For repeated measurements or paired data, the Mann-Whitney U test is generally inappropriate because it does not account for the within-subject correlations. A suitable non-parametric alternative is the Wilcoxon signed-rank test if each subject experiences both conditions (like a paired design). If the data is heavily dependent across multiple time points or multiple treatments, more specialized methods (such as a non-parametric version of a repeated-measures ANOVA) may be required.
One subtle real-world concern is that your measurements could vary over time for reasons unrelated to the treatment, making a simple pairwise comparison misleading. For example, if data is measured weekly under different A/B conditions, external factors like seasonal patterns or changes in user behavior can confound results. Methods that explicitly model time effects or random effects (in a mixed model approach) can be more appropriate.
How do we handle situations where the metric of interest contains many zero values or is heavily zero-inflated?
When a significant proportion of data points are zero (or near zero), standard non-parametric rank tests can still be used, but your results might be less straightforward to interpret. A large cluster of zeros can mask or inflate treatment differences among non-zero values. You might consider:
Splitting the problem: first model the probability of a non-zero outcome (e.g., logistic regression or a Fisher’s exact test if it’s strictly 0 vs. non-zero), and second, given it’s non-zero, compare the values using a non-parametric test like Mann-Whitney.
Using specialized zero-inflated models if the metric is count-based (like zero-inflated Poisson or negative binomial approaches).
A potential pitfall is failing to recognize that the zero values may come from a process different from the continuous portion of the distribution. For instance, if many customers don’t use a certain feature at all (zero usage), while others use it multiple times, mixing them under a single test can obscure meaningful outcomes.
If we have limited sample sizes and the difference fails to reach statistical significance, how do we interpret the practical significance?
Limited sample size can reduce statistical power, making it harder to detect differences even if they exist.

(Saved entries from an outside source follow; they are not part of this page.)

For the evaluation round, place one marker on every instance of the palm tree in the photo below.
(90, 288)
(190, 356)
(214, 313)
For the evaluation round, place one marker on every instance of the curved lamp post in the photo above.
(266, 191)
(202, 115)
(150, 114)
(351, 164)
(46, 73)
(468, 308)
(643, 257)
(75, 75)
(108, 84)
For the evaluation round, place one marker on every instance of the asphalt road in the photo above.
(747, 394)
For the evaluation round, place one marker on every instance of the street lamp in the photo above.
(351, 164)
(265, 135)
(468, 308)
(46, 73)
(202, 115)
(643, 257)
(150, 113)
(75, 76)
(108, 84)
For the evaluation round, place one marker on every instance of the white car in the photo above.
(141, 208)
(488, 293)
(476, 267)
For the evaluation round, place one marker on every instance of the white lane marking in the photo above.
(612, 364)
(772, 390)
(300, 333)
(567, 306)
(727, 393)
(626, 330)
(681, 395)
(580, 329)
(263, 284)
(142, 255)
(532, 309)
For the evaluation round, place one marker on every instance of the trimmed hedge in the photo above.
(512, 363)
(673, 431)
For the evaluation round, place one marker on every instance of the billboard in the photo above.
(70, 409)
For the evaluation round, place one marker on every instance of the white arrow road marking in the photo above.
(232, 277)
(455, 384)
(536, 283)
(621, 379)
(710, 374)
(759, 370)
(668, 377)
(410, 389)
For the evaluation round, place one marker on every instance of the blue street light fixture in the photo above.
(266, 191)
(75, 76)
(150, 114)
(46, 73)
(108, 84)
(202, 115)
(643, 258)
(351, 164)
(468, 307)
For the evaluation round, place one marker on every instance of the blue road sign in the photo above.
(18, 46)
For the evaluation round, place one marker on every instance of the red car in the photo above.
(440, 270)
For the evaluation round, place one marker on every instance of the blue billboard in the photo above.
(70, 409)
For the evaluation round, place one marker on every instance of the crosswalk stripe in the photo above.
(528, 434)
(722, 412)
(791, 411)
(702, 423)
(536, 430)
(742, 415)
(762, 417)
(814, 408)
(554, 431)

If you find a difference in medians (or means) that is relevant from a practical or business standpoint but not statistically significant given your sample, it may be premature to conclude “no effect.” Instead, consider the following:
Look at confidence intervals or credible intervals (in a Bayesian setting) for your effect size to gauge the plausible range of the difference.
Evaluate practical or business-oriented significance: for example, in a real application, a 2% improvement could be huge even if p > 0.05.
Collect more data, if possible, to increase the power of the test.
Use power analysis or Bayesian approaches that allow you to incorporate prior beliefs or a cost-benefit framework.
A common pitfall here is simply discarding the result and concluding that there is “no effect.” Sometimes the test is simply underpowered.
How do we address the issue of multiple comparisons if we run numerous non-parametric tests simultaneously?
In real-world experiments, you might compare multiple metrics or multiple segments of users. Each additional test inflates the chance of a false positive. You would typically adjust your significance threshold using methods such as Bonferroni correction (dividing alpha by the number of tests) or the more powerful Holm-Bonferroni procedure.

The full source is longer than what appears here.